Examples

Learn how to use the DAP Client Library.

DAP client library is following the asynchronous programming paradigm, and makes use of the new Python keywords async and await. The examples below have to be executed in an asynchronous context. You can enter an asynchronous context by invoking asyncio.run. By default, a Python script runs in a synchronous context; you must wrap the examples below into an async function, or you will get a syntax error.

Initiate library

First, we need to instantiate the DAPClient class:

import os
from dap.api import DAPClient
from dap.dap_types import Credentials
from dap.log import configure_logging

client_id: str = os.environ["DAP_CLIENT_ID"]
client_secret: str = os.environ["DAP_CLIENT_SECRET"]
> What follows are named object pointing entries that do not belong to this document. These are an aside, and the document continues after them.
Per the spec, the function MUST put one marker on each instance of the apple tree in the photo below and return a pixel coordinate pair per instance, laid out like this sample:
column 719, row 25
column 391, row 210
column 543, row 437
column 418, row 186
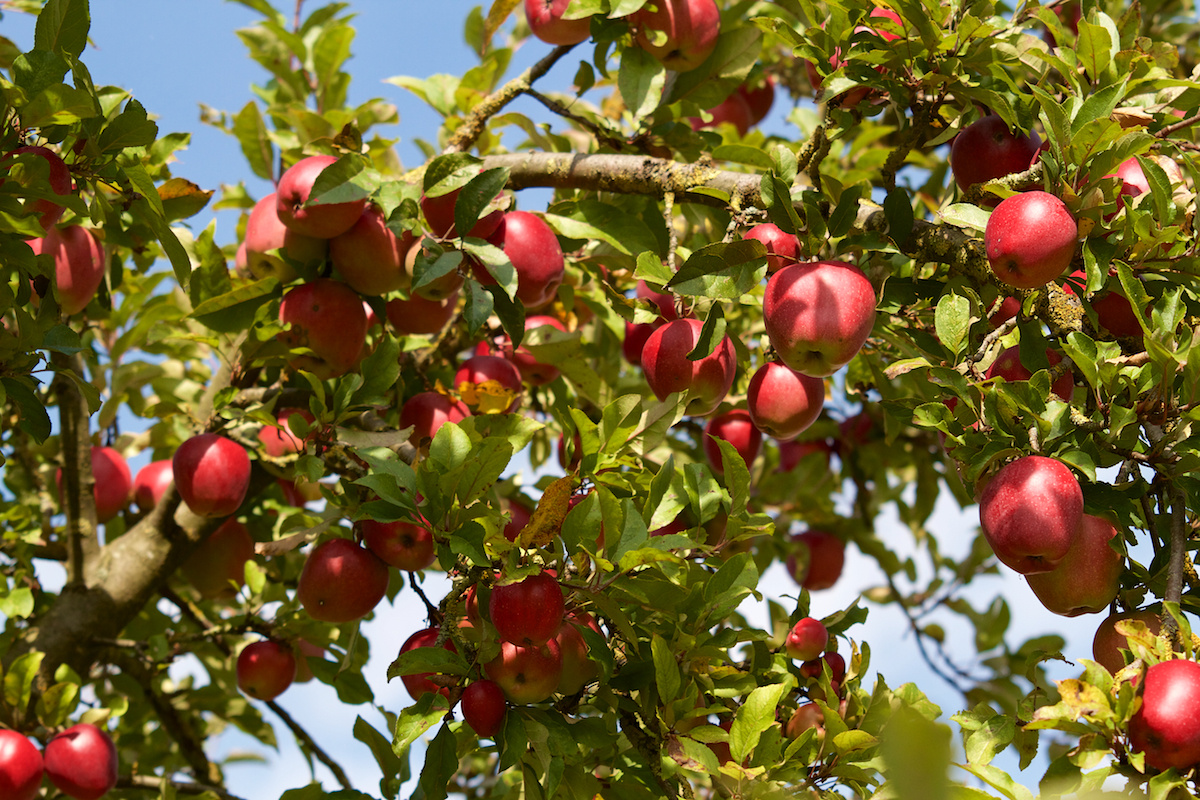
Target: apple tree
column 970, row 274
credentials = Credentials.create(client_id=client_id, client_secret=client_secret)

configure_logging()

async with DAPClient(credentials=credentials) as session:
    ...

However, DAPClient can automatically extract the value of these parameters from the above environment variables, allowing us to write:

async with DAPClient() as session:
    ...

Note that DAPClient uses an asynchronous context manager. Keywords such as async with are permitted only in an asynchronous context. We can enter such a context by invoking asyncio.run(my_function(arg1, arg2, ...)).

Let’s explore a few common use cases with DAPClient.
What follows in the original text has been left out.